Poin yang masuk ke akun pengguna nantinya bisa ditukarkan melalui PLN Mobile. Skema penukaran yang disiapkan adalah 100 poin bernilai Rp100 ribu hingga 500 poin senilai Rp500 ribu.
Dorongan ke gaya hidup rendah emisi
Program ini hadir lewat kampanye “Green Future Powered Today” yang digagas PLN untuk mendorong dekarbonisasi dari kebiasaan harian warga Jakarta. Direktur Retail dan Niaga PLN, Adi Priyanto, menekankan bahwa perubahan menuju gaya hidup berkelanjutan bisa dimulai dari pilihan sederhana, termasuk saat menentukan moda transportasi.

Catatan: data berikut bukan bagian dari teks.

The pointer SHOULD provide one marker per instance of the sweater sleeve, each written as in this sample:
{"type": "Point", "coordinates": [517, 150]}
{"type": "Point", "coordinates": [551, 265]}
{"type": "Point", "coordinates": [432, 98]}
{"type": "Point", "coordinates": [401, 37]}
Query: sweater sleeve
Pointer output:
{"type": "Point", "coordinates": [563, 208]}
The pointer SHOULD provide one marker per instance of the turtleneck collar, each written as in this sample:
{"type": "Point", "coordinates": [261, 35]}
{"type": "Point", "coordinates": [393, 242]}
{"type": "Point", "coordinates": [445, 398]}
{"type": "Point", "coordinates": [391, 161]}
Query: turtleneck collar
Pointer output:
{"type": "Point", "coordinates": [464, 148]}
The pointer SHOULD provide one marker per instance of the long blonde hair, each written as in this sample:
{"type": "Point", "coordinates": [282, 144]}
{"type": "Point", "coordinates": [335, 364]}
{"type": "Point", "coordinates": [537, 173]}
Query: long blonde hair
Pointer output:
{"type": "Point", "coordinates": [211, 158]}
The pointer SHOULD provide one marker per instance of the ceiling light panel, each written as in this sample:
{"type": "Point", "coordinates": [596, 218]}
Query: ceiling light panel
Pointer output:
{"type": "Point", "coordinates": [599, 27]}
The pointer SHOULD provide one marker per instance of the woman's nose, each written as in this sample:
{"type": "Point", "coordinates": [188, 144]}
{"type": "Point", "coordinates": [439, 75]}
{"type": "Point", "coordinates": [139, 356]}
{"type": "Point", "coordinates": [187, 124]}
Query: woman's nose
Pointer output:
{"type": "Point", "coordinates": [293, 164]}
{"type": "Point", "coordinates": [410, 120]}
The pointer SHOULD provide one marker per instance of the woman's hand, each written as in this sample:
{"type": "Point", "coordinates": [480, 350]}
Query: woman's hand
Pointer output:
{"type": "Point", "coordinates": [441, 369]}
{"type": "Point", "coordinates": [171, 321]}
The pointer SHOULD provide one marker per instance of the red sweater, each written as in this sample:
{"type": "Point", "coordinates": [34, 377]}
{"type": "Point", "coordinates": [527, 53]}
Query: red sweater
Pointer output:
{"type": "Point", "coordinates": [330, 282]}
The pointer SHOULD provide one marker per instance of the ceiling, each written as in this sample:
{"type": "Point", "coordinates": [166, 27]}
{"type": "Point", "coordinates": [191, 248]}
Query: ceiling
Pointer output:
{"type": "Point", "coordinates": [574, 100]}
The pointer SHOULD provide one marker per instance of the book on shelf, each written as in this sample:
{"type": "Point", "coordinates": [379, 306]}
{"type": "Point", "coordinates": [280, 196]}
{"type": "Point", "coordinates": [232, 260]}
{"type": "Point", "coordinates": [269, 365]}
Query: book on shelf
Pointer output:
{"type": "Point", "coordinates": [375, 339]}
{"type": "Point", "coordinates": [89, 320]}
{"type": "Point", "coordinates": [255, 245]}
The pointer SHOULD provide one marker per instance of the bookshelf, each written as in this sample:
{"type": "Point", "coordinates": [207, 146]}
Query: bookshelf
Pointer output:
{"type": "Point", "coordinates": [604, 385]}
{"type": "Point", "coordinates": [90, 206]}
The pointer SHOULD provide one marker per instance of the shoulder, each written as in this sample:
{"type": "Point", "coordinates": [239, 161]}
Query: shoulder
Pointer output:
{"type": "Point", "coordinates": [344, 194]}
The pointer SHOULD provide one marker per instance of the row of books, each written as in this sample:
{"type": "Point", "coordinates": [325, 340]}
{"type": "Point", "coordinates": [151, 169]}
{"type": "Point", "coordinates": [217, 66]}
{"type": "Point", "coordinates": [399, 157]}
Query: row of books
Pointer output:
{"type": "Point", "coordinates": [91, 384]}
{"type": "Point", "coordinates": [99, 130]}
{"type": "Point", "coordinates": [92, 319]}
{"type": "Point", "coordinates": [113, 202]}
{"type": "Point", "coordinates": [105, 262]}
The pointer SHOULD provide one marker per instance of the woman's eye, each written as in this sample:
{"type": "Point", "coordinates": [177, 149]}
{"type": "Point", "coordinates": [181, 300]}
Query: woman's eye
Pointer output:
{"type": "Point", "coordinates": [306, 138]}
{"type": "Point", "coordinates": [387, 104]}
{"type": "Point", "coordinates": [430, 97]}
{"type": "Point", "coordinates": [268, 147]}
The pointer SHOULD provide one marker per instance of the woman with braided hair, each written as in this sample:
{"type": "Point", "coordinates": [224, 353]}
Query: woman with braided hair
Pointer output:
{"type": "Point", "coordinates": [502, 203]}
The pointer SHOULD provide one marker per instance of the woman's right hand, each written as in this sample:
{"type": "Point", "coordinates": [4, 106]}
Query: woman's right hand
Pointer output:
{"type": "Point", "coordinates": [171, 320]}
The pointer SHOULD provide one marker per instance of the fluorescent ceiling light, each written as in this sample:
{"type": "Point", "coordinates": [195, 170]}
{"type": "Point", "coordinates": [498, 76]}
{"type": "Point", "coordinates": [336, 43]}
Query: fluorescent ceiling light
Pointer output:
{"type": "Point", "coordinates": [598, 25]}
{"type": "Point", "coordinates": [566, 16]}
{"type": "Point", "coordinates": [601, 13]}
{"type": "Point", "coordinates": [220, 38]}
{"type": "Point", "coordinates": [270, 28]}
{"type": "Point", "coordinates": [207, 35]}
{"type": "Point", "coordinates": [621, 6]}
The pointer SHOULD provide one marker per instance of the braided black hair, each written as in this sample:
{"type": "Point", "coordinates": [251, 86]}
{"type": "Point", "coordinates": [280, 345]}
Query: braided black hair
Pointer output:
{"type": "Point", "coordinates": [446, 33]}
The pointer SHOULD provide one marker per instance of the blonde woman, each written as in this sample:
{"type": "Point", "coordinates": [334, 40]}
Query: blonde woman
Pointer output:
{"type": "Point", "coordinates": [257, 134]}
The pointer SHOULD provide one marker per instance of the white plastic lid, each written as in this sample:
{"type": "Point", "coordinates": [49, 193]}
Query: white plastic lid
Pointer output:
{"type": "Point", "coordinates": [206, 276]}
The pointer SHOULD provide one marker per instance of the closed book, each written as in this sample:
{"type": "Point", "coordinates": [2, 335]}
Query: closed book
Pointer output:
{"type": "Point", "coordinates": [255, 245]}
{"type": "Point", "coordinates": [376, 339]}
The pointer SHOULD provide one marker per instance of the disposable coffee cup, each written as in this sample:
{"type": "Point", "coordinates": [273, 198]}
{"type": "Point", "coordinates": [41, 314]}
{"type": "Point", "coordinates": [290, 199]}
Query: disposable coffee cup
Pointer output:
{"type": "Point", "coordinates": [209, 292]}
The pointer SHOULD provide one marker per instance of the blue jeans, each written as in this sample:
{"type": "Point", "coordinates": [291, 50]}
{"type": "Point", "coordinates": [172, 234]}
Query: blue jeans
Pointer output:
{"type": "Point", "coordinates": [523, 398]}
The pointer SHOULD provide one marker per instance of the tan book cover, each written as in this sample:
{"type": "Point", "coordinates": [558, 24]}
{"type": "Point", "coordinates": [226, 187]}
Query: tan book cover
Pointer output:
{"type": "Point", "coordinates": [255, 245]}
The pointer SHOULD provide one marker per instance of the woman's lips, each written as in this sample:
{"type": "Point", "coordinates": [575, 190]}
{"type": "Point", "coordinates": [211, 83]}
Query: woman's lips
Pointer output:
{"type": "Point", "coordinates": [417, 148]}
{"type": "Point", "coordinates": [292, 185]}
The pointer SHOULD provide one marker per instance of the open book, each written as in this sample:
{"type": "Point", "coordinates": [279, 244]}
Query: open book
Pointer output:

PLN menempatkan kampanye ini sebagai upaya membentuk kebiasaan rendah emisi dengan cara yang dekat dengan aktivitas sehari-hari. Karena itu, penggunaan MRT Jakarta dan Transjakarta berbasis listrik tidak hanya diposisikan sebagai pilihan mobilitas, tetapi juga bagian dari perubahan perilaku yang lebih ramah lingkungan.
Kolaborasi untuk transportasi hijau
Program tersebut lahir dari kolaborasi PLN dengan PT MRT Jakarta dan PT Transportasi Jakarta. Kerja sama ini dirancang agar transportasi umum berbasis listrik memberi manfaat yang terasa langsung, bukan sekadar mengantar penumpang dari satu titik ke titik lain.
PT MRT Jakarta menyambut inisiatif ini sebagai bagian dari penguatan budaya mobilitas berkelanjutan di perkotaan. Corporate Secretary Division Head PT MRT Jakarta (Perseroda), Rendy Primartantyo, berharap kampanye ini membuat masyarakat lebih sering memakai transportasi umum dengan dukungan kendaraan listrik untuk kebutuhan first mile dan last mile.
Target partisipasi dan dampak emisi
PLN menargetkan lebih dari 160 ribu warga Jakarta ikut berpartisipasi setiap hari selama kampanye berlangsung. Dari tingkat partisipasi itu, perusahaan memperkirakan emisi karbon dapat ditekan hingga 23.500 ton CO2.
Angka tersebut menunjukkan bahwa program ini tidak hanya menyasar kebiasaan individu, tetapi juga diarahkan untuk memberi dampak yang lebih luas bagi transportasi rendah karbon di ibu kota. Dengan edukasi, insentif, dan kebiasaan mobilitas yang dipadukan, PLN dan mitranya berupaya membuat transisi ke transportasi hijau terasa lebih dekat bagi warga Jakarta.
Batas penukaran poin
Penukaran poin melalui PLN Mobile dibuka sampai September 2026. Dengan masa penukaran itu, pengguna transportasi publik listrik memiliki waktu yang cukup panjang untuk mengumpulkan poin dari perjalanan harian mereka.
Skema hadiah ini menjadi daya tarik utama kampanye karena menghubungkan aktivitas yang rutin dilakukan warga dengan insentif yang bisa dimanfaatkan untuk kebutuhan listrik. PLN berharap pendekatan semacam ini mampu memperkuat minat masyarakat terhadap transportasi publik listrik sekaligus mendukung mobilitas perkotaan yang lebih bersih.